The ENCODE4 Registry represents a substantial expansion in both scale and scope, encompassing over 2.3 million human and nearly 1 million mouse candidate cis-regulatory elements (cCREs). This growth reflects the integration of newly generated ENCODE4 datasets, a large increase in the diversity of biosamples profiled, and methodological advances in the cCRE discovery and annotation pipeline. Together, these updates enable more comprehensive and context-aware annotation of regulatory elements across tissues, cell types, and cellular states.
Frequently Asked Questions
The expansion of the ENCODE4 Registry is driven by two main factors. First, ENCODE4 substantially increased the number and diversity of biosamples profiled, more than doubling the representation of tissues, cell types, and cellular states. Second, updates to the computational pipeline improved recovery of regulatory elements and expanded the set of cCRE classes that can be annotated. In addition to canonical promoter- and enhancer-associated elements, the Registry now includes chromatin-accessible and transcription-factor–anchored cCREs (e.g., CA, CA-TF, and TF cCREs), enabling annotation of regulatory elements such as silencers and dynamic enhancers that were underrepresented or missed in earlier releases.

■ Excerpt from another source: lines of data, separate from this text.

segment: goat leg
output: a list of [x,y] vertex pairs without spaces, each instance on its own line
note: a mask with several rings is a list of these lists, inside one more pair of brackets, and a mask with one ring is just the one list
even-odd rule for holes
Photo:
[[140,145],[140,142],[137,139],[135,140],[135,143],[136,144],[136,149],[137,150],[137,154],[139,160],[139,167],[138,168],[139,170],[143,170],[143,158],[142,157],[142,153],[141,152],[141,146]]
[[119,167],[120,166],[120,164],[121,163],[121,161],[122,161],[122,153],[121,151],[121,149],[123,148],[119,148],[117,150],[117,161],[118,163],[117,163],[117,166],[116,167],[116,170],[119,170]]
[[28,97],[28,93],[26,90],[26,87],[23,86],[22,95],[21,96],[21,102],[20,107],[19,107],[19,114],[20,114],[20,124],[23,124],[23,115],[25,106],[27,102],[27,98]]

These new classes are discussed in more detail in later sections.
Expanded biosample coverage enables both broader and more structured analyses of regulatory elements across biological contexts. Beyond increasing the total number of tissues and cell types represented, ENCODE4 includes multiple coordinated biosample collections designed to support specific analytical questions. These include deeply profiled reference cell lines with matched functional genomics assays (e.g., Bru-seq, long-read RNA-seq, Hi-C, PRO-cap), iPSC-derived lineages that allow regulatory comparisons across differentiation from a shared genetic background, and donor-matched collections such as EN-TEx that capture regulatory variation across tissues within the same individual. Together, these mini-collections enable analyses of cell type specificity, cell state transitions, developmental trajectories, and inter-individual variability, providing a richer framework for interpreting cCRE function than would be possible from isolated biosamples alone.

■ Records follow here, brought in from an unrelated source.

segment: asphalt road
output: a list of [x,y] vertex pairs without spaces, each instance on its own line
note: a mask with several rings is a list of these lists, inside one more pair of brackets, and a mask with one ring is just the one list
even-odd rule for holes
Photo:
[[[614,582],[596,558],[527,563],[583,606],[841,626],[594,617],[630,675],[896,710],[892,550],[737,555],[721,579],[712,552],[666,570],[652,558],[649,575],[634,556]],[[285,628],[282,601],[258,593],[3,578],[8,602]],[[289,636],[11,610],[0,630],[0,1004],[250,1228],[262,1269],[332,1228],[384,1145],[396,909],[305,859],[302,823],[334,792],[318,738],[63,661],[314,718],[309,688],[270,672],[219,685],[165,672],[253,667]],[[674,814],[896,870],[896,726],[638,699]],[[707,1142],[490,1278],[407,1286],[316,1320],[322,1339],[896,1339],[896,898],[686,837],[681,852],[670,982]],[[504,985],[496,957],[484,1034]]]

Multi-mapper cCREs represent regulatory elements located in genomic regions where short sequencing reads cannot be uniquely assigned, such as duplicated loci or repetitive elements. While these cCREs are included for completeness, they do not have full biosample-specific classifications because recomputing all chromatin and transcription factor signals using remapped reads across thousands of datasets was computationally infeasible. We recommend including multi-mapper cCREs in genome-wide overlap or completeness analyses, but for biosample-specific or class-based analyses, we generally suggest using the ~2.35 million human cCREs with full annotations and classifications.

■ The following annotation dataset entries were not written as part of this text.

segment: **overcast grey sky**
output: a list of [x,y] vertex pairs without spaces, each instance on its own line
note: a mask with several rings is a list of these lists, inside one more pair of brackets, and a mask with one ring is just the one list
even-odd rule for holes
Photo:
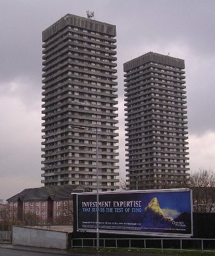
[[190,167],[215,170],[214,9],[213,0],[0,0],[0,198],[41,186],[42,31],[88,9],[117,25],[122,176],[123,64],[149,51],[185,60]]

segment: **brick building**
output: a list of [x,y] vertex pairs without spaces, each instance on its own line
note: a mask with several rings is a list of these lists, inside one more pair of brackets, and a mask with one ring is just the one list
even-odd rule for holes
[[22,220],[30,212],[45,224],[72,205],[72,193],[83,192],[82,186],[74,185],[27,188],[7,199],[9,216]]

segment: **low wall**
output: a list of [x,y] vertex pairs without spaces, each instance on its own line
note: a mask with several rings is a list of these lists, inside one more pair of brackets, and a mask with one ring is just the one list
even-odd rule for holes
[[13,244],[66,249],[67,232],[13,226]]
[[33,229],[45,229],[48,230],[54,230],[55,231],[63,231],[71,233],[73,231],[73,226],[72,225],[40,225],[36,226],[27,226],[28,227]]

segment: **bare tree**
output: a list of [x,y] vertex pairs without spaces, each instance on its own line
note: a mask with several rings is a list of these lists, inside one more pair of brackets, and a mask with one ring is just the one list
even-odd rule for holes
[[0,211],[0,230],[10,230],[13,225],[21,225],[21,221],[15,218],[9,217],[8,209]]
[[200,169],[191,174],[188,185],[193,190],[194,211],[211,213],[215,206],[215,174],[211,170]]

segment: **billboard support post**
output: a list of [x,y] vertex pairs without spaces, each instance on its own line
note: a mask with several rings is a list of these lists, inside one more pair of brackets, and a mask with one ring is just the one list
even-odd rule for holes
[[98,129],[96,127],[96,248],[99,248],[99,222],[98,222]]

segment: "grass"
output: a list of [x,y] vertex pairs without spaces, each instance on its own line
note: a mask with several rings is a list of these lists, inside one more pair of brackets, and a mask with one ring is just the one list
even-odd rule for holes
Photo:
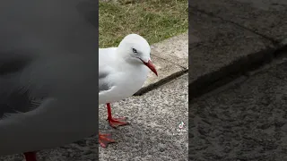
[[187,0],[99,2],[99,47],[117,47],[136,33],[150,45],[188,30]]

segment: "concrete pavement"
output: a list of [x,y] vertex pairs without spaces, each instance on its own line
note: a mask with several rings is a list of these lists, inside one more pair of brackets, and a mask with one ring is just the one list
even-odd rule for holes
[[271,62],[287,44],[284,0],[193,0],[188,5],[190,98]]
[[[100,106],[100,131],[117,141],[99,148],[91,137],[64,147],[42,150],[39,161],[178,160],[188,158],[188,76],[185,74],[141,97],[112,104],[114,116],[127,116],[130,125],[112,129],[107,110]],[[178,131],[184,122],[184,130]],[[22,156],[0,157],[3,161],[22,161]]]
[[287,160],[287,59],[189,104],[189,160]]

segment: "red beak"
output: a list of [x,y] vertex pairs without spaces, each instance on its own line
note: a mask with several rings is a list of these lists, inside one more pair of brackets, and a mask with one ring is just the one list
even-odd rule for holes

The smaller number of mouse cCREs primarily reflects differences in data availability rather than fundamental biological divergence. ENCODE4 includes substantially more human biosamples and experiments than mouse, and analyses indicate that comparable numbers of regulatory elements would be identified if coverage were similar. Future expansions of the Registry will incorporate additional mouse datasets to improve cross-species comparability.